Ville ou îlot (de chaleur)?
La température dans les villes a augmenté globalement de 6,4 degrés en moyenne. Cela est notamment dû aux surfaces: artificielles, imperméabilisées et souvent foncées. L’énergie consommée par les bâtiments, l’industrie et les transports libère par ailleurs de la chaleur résiduelle, les immeubles font obstacle au vent et la pollution de l’air renforce encore le phénomène. Et la situation va continuer à s’aggraver. Selon un modèle de simulation de l’ETH Zurich, Londres aura en 2050 un climat similaire à celui de Barcelone, Paris aura le même qu’Istanbul, Berne celui de Saint-Marin et Zurich celui de Milan.
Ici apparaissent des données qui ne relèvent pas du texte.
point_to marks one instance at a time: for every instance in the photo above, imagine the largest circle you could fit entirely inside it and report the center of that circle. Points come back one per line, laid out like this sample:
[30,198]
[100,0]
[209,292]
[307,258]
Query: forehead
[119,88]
Et Locarno? Ce serait bien que Locarno reste Locarno. Mais comment? Grâce à un rafraîchissement. Différents chercheurs sont du même avis: on doit planter autant d’arbres que possible et rendre dans la mesure du possible les surfaces perméables à l’eau. C’est le concept de la «ville éponge». A Locarno, plus de 300 nouveaux arbres seront plantés dans le cadre des projets de revalorisation des espaces publics au centre-ville. Pas comme à Séoul où 16 millions d’arbres ont été plantés, mais un début tout de même. Les revêtements seront par ailleurs éclaircis et rendus perméables. Enfin, chaque projet de construction publique est aligné sur ces objectifs.
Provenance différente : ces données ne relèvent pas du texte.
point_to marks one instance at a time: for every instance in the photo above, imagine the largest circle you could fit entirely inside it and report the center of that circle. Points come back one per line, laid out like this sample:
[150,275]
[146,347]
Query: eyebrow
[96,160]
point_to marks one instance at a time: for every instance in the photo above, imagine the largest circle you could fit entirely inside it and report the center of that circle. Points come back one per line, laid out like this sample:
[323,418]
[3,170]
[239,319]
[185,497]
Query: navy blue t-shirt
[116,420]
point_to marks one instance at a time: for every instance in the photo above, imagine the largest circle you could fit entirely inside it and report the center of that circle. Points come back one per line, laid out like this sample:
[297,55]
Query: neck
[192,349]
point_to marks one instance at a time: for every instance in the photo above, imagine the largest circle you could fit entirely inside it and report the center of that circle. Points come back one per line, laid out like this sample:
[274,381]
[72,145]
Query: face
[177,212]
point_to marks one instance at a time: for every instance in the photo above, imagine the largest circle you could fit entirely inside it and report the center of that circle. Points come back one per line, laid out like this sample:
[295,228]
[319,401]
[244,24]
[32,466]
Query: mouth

Et les privés? En plus d’essayer de donner des lignes directrices par le biais de l’aménagement du territoire, nous avons récemment introduit des mesures d’encouragement communales. Celles-ci soutiennent des projets privés en vue de végétaliser des façades et des toits plats, d’ombrer des zones de séjour et de circulation, de créer des plans d’eau, de transformer des surfaces imperméabilisées ainsi que de mettre en place un réseau étendu de points d’eau.
Est-ce que cela fonctionnera? Nous le saurons en 2050.